In Comcast’s filing with the FCC, which came a little more than a month after FCC Chairman Kevin Martin announced that the FCC would investigate complaints about Comcast’s P2P traffic-blocking, the company came out swinging against its critics by accusing them of using “extremist rhetoric” and “inflammatory hyperbole” in their accusations. Comcast says that it only interferes with P2P traffic when such traffic is at a high enough level to “degrade the activities” for all of its high-speed Internet customers.
Comcast acknowledges in its filing that it sends out TCP reset packets to delay or stop P2P uploads. The company vehemently denies, however, that these TCP RST packets are “forged” and insists that they are only used “to signal that there is an error condition” on the network.
“This action is nothing more than the system saying that it cannot, at that moment, process additional high-resource demands without becoming overwhelmed,” writes Comcast, which compares its methods with those of “a traffic ramp control light [that] regulates the entry of additional vehicles onto a freeway during rush hour.”

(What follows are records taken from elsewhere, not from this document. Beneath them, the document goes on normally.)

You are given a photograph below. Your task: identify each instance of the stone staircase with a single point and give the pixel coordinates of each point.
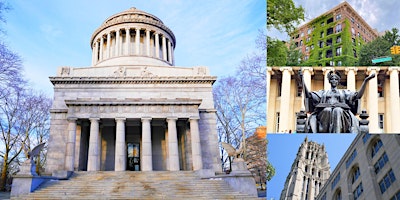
(135, 185)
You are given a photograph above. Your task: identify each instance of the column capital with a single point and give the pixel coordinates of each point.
(172, 118)
(146, 119)
(310, 69)
(120, 119)
(194, 118)
(72, 119)
(94, 119)
(391, 69)
(347, 69)
(372, 69)
(326, 70)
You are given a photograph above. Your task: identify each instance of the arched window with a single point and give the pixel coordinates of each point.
(354, 174)
(337, 195)
(375, 147)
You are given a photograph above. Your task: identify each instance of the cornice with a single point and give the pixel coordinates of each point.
(134, 80)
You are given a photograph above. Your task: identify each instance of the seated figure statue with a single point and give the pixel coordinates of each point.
(333, 110)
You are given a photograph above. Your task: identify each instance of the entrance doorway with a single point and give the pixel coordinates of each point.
(133, 159)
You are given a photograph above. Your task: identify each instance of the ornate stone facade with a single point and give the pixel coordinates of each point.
(132, 109)
(310, 170)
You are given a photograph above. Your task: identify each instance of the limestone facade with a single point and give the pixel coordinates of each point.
(133, 109)
(285, 97)
(368, 170)
(309, 172)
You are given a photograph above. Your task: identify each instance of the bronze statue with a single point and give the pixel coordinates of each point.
(334, 110)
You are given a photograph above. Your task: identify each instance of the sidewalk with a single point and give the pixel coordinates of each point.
(4, 195)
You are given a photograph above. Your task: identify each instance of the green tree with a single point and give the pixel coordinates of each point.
(283, 15)
(380, 47)
(293, 56)
(277, 52)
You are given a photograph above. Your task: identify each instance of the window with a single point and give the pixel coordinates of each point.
(387, 181)
(338, 39)
(381, 163)
(351, 158)
(366, 137)
(338, 51)
(338, 28)
(381, 121)
(335, 181)
(338, 16)
(358, 191)
(277, 122)
(338, 195)
(355, 174)
(395, 197)
(375, 147)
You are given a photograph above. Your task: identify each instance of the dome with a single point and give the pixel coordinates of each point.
(132, 37)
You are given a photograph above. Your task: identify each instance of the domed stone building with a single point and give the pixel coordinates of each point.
(133, 109)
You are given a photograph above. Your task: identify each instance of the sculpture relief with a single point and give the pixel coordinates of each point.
(333, 110)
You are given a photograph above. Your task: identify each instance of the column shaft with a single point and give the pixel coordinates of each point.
(351, 78)
(285, 99)
(196, 147)
(394, 99)
(108, 45)
(93, 157)
(157, 45)
(147, 155)
(326, 70)
(117, 41)
(373, 101)
(127, 41)
(101, 47)
(307, 72)
(169, 52)
(148, 42)
(137, 41)
(173, 145)
(164, 46)
(120, 146)
(70, 152)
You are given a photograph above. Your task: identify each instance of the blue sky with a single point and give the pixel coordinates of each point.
(48, 34)
(382, 15)
(282, 150)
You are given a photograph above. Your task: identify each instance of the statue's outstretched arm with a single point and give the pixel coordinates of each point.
(360, 92)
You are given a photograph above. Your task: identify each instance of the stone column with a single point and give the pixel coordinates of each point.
(326, 70)
(351, 78)
(147, 155)
(195, 140)
(285, 99)
(148, 42)
(117, 42)
(157, 45)
(120, 146)
(307, 72)
(101, 47)
(137, 41)
(394, 99)
(108, 45)
(173, 144)
(373, 100)
(169, 52)
(127, 41)
(70, 151)
(164, 46)
(93, 157)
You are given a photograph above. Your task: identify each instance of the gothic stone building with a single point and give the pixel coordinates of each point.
(308, 174)
(370, 169)
(133, 109)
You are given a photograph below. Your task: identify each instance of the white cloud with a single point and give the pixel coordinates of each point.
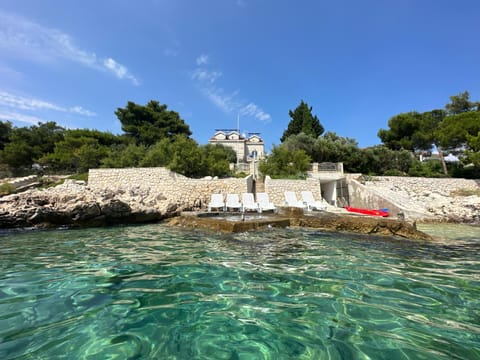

Comcast’s critics, however, take issue with how the company characterizes its methods. For instance, when the EFF first tested Comcast’s network for TCP RST packet use, it noted that such that such packets were not present in similar tests it conducted on connections provided by AT&T, Sonic or overseas ISPs. As the EFF noted at the time, several other ISPs have to deal with users that hog bandwidth on their networks, and many of them use tactics such as dynamic per-user traffic shaping that mitigate individual user’s impact on their network by setting limits on how much data-per-second any user can transmit.
Additionally, the EFF says that it found no evidence in its tests to show that Comcast only targeted its jamming efforts at excessive bandwidth consumers, and that Comcast has sent TCP RST packets for BitTorrent file uploads that ranged from 500KB to 500MB. Finally, the EFF says that Comcast’s claim to use TCP RST packets only to delay the transfers of files over P2P networks is misleading because “at a low level, the forged RST packets cause the targeted TCP connections to die as soon as computers try to establish them.”
Seth Schoen, the EFF’s staff technologist, says Comcast’s decision to employ TCP RST packets to manage heavy traffic is puzzling because it has created such a public backlash against the company.
“Comcast has been subject to class-action litigation, an FCC complaint, and lots of public criticism for doing this,” he says. “It’s also clear that some portion of its users are angry about the fact that this is happening, or about the way Comcast misled them about the source of the problem when they tried to ask tech support what was wrong.”
The Free Press has been similarly unbowed in its criticism of Comcast. In comments filed with the FCC this week, the advocacy group accused Comcast of blocking traffic from BitTorrent and Gnutella to bolster their own online offerings, such as Fancast. The Free Press also shared the EFF’s view that Comcast’s claims to be merely “delaying” P2P file transfers to be misleading and accused the company of employing “anti-competitive tactics to maintain market advantage.”
“Comcast is making a desperate attempt to spin its Internet blocking,” says Marvin Ammori, general counsel for the Free Press. “Cut through all the jargon, and this much is clear: Comcast isn’t managing bandwidth hogs, it’s undercutting competition.”
The FCC officially began investigating the Comcast controversy last month when the Wireline Competition Bureau announced that it was seeking public comment on a Free Press petition that claimed Comcast’s P2P blocking violated the FCC’s Internet Policy Statement. The deadline for filing comments with the bureau is February 28.